You can find the code for this tutorial from github repository. Pytorch summarization task example is used as base code which is available at Link, accessed on march 28, 2024. This medium blog is also helpful for this tutorial. Encoder decoder based model is used in this tutorial (google-t5/t5–3b from huggingface) which is finetuned on the popular billsum dataset. The BitsAndBytes package is used to apply quantization to the model which will significantly reduce the memory footprint of the model. PEFT library is utilized to apply LoRA adapters inside the layers of the frozen quantized model.
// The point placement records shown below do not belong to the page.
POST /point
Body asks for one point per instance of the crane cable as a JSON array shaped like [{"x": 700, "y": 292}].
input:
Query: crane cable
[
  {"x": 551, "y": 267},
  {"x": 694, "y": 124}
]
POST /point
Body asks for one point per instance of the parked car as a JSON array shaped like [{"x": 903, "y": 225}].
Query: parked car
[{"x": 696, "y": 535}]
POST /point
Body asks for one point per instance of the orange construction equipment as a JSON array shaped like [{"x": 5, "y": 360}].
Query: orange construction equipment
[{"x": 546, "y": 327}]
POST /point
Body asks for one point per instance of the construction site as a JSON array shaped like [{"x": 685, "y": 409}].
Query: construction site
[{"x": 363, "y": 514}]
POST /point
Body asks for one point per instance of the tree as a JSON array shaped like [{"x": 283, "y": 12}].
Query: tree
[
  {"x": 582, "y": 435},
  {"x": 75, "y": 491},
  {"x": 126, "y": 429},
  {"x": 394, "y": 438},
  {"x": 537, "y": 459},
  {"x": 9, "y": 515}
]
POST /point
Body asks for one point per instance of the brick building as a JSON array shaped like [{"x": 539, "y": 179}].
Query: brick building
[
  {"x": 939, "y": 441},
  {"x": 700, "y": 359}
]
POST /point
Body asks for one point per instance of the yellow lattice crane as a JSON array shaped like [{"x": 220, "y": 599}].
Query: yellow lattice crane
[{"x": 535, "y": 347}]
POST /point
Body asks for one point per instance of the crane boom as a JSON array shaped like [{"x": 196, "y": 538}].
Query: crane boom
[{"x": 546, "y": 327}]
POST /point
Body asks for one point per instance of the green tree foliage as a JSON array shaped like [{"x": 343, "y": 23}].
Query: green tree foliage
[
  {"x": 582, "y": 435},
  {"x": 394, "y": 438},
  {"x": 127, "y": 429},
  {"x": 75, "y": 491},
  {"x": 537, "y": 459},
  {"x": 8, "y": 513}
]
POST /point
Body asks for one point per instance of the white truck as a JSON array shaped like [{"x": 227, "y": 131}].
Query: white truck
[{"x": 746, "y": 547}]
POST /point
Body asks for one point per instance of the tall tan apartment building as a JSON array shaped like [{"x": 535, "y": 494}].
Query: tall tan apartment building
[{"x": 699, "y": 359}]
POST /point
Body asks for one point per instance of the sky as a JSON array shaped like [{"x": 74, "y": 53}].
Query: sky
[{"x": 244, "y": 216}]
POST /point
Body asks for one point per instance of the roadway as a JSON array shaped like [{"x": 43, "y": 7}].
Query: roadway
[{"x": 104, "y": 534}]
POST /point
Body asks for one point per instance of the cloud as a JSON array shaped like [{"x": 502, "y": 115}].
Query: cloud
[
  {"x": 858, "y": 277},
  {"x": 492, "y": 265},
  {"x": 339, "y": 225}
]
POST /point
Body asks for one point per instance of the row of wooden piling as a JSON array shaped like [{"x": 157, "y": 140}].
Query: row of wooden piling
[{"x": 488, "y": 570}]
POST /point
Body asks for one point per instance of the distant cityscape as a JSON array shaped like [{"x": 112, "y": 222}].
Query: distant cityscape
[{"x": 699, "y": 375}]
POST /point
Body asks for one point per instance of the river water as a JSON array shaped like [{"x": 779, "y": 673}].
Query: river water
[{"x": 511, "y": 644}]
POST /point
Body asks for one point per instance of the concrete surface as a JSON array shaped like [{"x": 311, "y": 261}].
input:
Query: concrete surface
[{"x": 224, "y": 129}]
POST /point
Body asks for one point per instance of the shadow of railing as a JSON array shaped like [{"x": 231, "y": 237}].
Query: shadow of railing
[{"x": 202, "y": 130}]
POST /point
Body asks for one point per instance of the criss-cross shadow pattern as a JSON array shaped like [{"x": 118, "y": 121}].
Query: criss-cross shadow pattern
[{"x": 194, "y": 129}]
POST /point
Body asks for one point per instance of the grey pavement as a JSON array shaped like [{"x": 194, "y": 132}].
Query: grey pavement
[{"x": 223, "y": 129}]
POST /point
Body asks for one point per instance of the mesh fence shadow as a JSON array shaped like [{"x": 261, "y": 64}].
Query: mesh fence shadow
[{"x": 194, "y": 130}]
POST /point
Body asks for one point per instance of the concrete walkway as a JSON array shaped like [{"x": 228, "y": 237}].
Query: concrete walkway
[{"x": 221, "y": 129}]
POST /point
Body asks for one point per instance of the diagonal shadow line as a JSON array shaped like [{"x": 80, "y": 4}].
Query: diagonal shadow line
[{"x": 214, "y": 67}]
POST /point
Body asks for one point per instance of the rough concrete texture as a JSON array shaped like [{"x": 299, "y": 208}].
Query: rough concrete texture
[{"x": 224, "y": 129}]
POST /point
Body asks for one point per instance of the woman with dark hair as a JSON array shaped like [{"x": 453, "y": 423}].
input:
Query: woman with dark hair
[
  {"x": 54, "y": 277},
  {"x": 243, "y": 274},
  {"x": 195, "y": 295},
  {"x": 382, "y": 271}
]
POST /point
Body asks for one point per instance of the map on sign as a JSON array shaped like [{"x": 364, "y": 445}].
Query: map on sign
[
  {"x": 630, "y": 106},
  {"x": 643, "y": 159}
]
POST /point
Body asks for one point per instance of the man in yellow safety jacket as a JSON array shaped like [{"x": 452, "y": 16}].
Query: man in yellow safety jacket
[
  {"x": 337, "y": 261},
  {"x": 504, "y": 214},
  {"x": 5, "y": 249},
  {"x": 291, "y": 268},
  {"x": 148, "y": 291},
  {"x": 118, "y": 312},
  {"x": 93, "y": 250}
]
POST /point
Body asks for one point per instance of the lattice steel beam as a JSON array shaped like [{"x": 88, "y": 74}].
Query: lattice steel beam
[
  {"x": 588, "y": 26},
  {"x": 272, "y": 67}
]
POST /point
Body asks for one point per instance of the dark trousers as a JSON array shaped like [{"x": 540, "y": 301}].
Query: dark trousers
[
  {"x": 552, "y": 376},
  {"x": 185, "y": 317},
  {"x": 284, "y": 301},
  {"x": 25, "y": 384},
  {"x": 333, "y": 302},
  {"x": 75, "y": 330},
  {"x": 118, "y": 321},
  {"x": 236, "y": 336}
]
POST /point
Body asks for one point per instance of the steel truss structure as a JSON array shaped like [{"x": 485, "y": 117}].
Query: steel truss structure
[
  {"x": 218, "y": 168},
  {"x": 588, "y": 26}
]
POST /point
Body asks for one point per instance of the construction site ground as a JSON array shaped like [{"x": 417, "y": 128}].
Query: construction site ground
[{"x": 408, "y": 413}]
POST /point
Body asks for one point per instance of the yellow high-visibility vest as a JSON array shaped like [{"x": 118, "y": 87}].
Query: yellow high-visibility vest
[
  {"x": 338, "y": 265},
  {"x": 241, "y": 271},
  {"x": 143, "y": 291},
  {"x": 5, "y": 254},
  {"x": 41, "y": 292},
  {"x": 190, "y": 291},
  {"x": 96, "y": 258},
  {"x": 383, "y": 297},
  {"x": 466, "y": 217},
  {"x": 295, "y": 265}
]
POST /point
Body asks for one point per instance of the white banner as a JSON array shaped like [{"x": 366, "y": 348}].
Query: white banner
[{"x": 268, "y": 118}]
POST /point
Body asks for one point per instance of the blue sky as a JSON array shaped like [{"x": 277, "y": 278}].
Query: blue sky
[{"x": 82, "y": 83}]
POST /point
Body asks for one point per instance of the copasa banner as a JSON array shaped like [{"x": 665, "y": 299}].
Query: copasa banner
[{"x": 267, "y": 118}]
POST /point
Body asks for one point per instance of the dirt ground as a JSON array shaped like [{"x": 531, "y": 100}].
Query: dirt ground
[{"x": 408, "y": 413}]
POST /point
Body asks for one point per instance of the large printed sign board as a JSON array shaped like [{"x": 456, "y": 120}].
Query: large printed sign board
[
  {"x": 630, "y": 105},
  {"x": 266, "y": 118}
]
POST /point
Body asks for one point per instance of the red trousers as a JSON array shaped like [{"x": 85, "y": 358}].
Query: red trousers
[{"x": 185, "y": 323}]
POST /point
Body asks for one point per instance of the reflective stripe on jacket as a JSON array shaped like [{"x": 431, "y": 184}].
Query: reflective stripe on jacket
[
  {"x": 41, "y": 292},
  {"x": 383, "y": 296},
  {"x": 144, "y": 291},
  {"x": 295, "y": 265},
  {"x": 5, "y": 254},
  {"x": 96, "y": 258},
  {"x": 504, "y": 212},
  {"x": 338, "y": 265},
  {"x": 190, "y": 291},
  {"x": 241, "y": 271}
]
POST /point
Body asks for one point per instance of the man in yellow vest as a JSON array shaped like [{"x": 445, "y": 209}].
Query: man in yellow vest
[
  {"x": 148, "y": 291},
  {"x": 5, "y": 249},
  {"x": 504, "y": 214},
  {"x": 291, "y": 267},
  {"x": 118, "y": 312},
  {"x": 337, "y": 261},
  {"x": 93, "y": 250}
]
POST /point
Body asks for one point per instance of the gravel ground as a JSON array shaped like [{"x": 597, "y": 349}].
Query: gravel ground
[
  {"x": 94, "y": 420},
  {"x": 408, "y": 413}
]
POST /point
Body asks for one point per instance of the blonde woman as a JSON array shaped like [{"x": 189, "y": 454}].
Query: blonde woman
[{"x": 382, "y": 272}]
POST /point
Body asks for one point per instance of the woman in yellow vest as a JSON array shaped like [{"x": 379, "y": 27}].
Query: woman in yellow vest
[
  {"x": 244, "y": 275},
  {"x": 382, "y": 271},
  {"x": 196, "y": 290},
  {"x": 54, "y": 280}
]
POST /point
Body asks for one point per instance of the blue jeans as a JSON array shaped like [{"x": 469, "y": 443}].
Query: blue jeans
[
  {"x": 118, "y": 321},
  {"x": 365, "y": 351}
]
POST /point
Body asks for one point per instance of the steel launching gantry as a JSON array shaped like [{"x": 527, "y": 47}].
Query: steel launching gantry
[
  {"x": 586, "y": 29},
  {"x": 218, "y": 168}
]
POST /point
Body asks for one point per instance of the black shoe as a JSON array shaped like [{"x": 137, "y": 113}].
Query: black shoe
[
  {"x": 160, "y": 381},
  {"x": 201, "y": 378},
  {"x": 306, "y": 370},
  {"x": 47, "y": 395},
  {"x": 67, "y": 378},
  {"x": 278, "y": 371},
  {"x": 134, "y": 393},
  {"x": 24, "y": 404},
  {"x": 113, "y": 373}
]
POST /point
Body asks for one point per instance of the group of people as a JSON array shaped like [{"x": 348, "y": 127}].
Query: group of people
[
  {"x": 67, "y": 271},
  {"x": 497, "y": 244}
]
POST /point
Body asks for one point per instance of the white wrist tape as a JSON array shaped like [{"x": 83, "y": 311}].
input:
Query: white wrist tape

Fine-tuning with QLoRA (Quantized Low-Rank Adaptation):

In QLoRA, quantization is applied to reduce the memory footprint of the model. This technique involves converting the model’s weights from a float32 format to a smaller one, typically 4 or 8 bits. Next, we freeze the quantized weights of the base model and perform backpropagation only on the weights of a lower-rank matrix that overlays the quantized base model.

Visualization of the model with QLoRA matrices A and B with rank r

The benefit lies in the significantly reduced number of trained weights compared to those in the base model, while maintaining the accuracy. Furthermore, the quantized model occupies much less RAM space than the original one (the google-t5/t5 3B model memory footprint reduces from approximately 11.4GB to just 4.29GB), allowing for development on a powerful local machine or a free Google Colab instance.

In this tutorial, the T5 model is used with three billion parameters. T5 is an encoder-decoder model and performs efficiently for Seq2Seq tasks.

from transformers import AutoTokenizer

checkpoint = "t5-3b"
tokenizer = AutoTokenizer.from_pretrained(checkpoint)

Next, we have used quantization configurations to load the model in lower precision such as NF4 format (4-bit Normalized Float — NF4). It is a new data type ideal for normally distributed weights, and implementing double quantization to achieve additional memory conservation. However, during computations, these operations can only be executed in float16 or bfloat16, contingent upon the GPU’s capabilities. As a result, they will be converted during calculation and later reverted to the compressed format.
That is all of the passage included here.